第3話 困ったお嬢様の婚約破棄
「……嘘でしょうっ、どうしてくれよう、シャロン・アゲートが、けっこうとんでもない女子だった件!」
意識を取り戻してベッドに起き上がったわたしは、思わず叫んでしまう。
ジャクリーヌさんからの情報と、わたしの中に残っていたシャロンの記憶によると。
シャロン・アゲート十八歳は、大変な美貌の持ち主であることを鼻にかけたわがままなお嬢様で、アゲート伯爵家の長女だ。
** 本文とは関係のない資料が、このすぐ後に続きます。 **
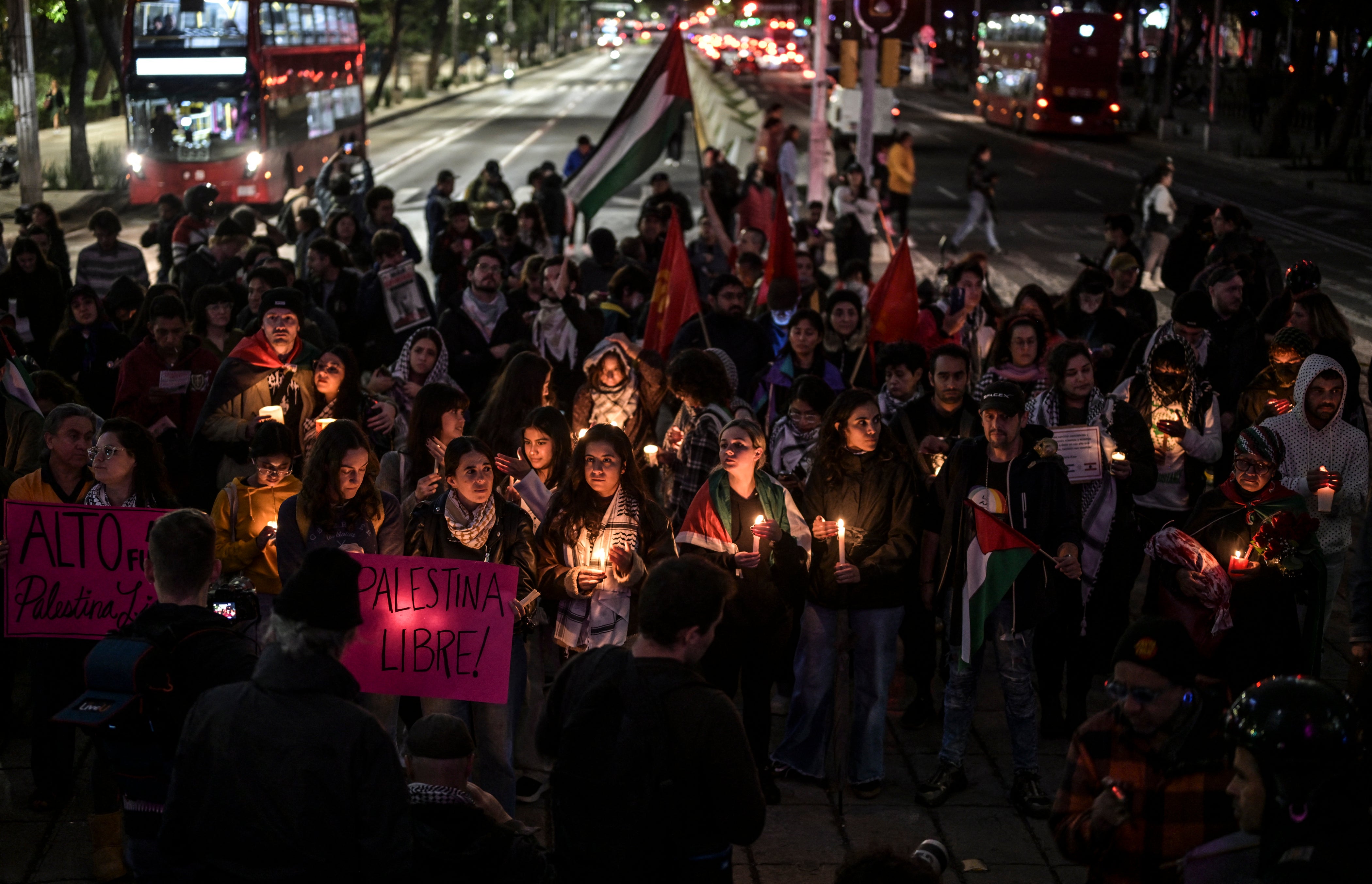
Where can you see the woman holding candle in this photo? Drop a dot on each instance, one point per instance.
(245, 514)
(1112, 551)
(601, 536)
(1266, 638)
(861, 480)
(470, 522)
(747, 524)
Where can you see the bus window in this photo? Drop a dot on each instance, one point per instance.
(220, 24)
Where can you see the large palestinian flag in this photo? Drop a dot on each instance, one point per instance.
(995, 558)
(639, 134)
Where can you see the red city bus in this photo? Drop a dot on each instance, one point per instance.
(252, 97)
(1045, 72)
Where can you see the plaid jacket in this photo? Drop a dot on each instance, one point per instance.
(1176, 784)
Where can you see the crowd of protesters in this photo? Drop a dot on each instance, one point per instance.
(769, 481)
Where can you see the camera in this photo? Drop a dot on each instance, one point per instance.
(934, 854)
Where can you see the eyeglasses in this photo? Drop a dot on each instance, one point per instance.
(1119, 691)
(271, 470)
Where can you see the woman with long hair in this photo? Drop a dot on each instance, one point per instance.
(36, 289)
(601, 537)
(1017, 356)
(341, 397)
(1113, 551)
(213, 320)
(345, 230)
(1088, 313)
(541, 462)
(846, 341)
(747, 524)
(625, 386)
(691, 448)
(800, 358)
(339, 504)
(470, 522)
(861, 480)
(88, 348)
(127, 463)
(414, 473)
(423, 360)
(245, 514)
(1323, 323)
(525, 385)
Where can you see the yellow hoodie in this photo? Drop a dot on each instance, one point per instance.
(257, 507)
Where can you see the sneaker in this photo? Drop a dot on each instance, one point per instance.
(1028, 795)
(920, 713)
(939, 789)
(868, 791)
(527, 790)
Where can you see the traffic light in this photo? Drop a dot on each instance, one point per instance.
(848, 64)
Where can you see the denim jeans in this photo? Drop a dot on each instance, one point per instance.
(813, 699)
(492, 727)
(977, 213)
(1014, 659)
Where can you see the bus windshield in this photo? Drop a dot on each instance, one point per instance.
(194, 127)
(219, 24)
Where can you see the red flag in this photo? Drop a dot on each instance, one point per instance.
(895, 304)
(781, 253)
(674, 293)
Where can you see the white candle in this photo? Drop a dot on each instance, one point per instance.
(1325, 496)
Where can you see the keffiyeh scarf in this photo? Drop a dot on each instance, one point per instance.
(601, 618)
(470, 529)
(1100, 497)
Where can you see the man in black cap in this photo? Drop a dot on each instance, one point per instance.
(213, 263)
(270, 368)
(664, 195)
(456, 824)
(1013, 471)
(1146, 779)
(286, 777)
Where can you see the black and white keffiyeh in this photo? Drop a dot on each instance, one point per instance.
(601, 618)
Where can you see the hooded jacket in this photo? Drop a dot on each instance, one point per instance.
(1340, 448)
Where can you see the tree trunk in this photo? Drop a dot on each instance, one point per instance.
(1277, 129)
(392, 61)
(80, 177)
(437, 38)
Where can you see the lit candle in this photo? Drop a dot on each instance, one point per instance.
(1325, 496)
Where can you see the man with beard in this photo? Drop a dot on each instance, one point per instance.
(272, 367)
(728, 328)
(1271, 392)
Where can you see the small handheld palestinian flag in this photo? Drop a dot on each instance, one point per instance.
(995, 558)
(709, 524)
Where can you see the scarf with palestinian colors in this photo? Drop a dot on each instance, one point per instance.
(709, 524)
(601, 618)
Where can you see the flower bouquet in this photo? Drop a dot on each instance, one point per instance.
(1279, 539)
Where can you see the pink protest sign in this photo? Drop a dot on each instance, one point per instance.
(74, 572)
(434, 628)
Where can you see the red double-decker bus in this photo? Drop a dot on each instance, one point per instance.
(1046, 72)
(252, 97)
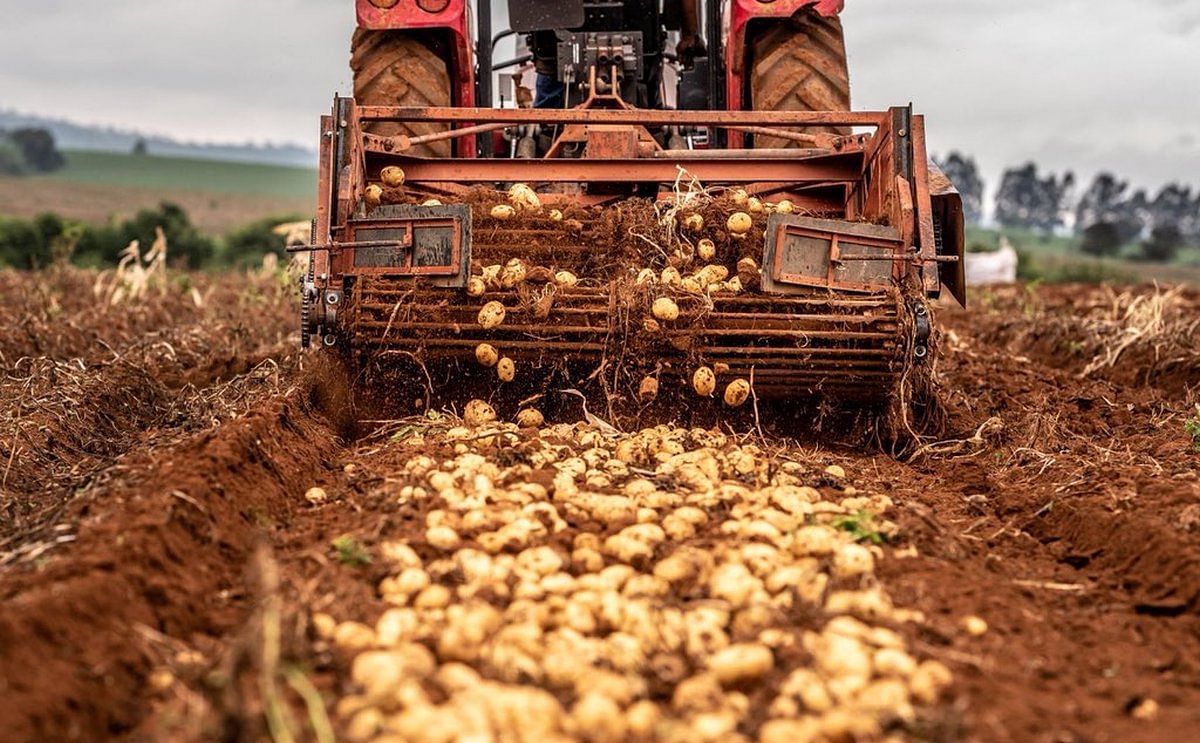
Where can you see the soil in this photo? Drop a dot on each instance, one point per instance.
(155, 513)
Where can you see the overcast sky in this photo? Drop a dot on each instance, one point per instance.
(1081, 84)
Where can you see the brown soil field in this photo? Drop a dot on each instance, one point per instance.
(168, 570)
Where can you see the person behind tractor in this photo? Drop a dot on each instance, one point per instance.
(551, 91)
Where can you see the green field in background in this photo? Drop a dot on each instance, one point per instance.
(184, 173)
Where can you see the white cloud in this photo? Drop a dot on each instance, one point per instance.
(1081, 84)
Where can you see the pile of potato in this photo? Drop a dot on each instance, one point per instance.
(658, 586)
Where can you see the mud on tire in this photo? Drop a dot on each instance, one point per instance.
(397, 69)
(799, 65)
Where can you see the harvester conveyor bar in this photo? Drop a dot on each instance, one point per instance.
(636, 117)
(834, 168)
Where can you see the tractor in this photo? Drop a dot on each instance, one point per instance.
(655, 192)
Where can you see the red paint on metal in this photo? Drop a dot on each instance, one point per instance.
(455, 19)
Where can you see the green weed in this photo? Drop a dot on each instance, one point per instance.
(862, 527)
(351, 551)
(1192, 427)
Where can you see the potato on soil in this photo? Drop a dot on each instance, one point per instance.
(505, 369)
(491, 315)
(739, 223)
(737, 393)
(531, 418)
(513, 274)
(523, 198)
(665, 309)
(316, 496)
(393, 177)
(478, 413)
(703, 381)
(486, 354)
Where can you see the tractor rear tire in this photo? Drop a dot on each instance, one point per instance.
(399, 69)
(799, 65)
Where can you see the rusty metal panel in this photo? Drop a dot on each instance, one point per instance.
(804, 252)
(401, 240)
(611, 142)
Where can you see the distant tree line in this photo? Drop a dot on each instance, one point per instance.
(1107, 216)
(29, 150)
(37, 243)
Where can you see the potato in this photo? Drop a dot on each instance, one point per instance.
(505, 369)
(477, 414)
(739, 223)
(442, 538)
(491, 275)
(703, 381)
(316, 496)
(486, 354)
(975, 625)
(531, 418)
(737, 393)
(742, 661)
(665, 309)
(523, 198)
(513, 274)
(491, 315)
(648, 389)
(393, 177)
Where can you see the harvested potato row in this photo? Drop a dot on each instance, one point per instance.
(629, 587)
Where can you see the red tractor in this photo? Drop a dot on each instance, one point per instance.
(785, 244)
(778, 54)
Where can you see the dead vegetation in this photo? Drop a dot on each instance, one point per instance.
(747, 580)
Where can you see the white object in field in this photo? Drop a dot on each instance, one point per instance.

フランツ・グレーダンという伯爵の三男坊と婚約しているが、グレーダン家は事業に失敗して借金を負った。事業が好調で大金持ちの伯爵家であるアゲート家がそれを肩代わりする代わりに、シャロンの下僕になってもらおう、みたいな流れで婚約したらしい。彼女はフランツの顔の良さが気に入って、アクセサリー代わりに欲しいからと父親にねだって、強引に婚約を取り付けてもらったのだ。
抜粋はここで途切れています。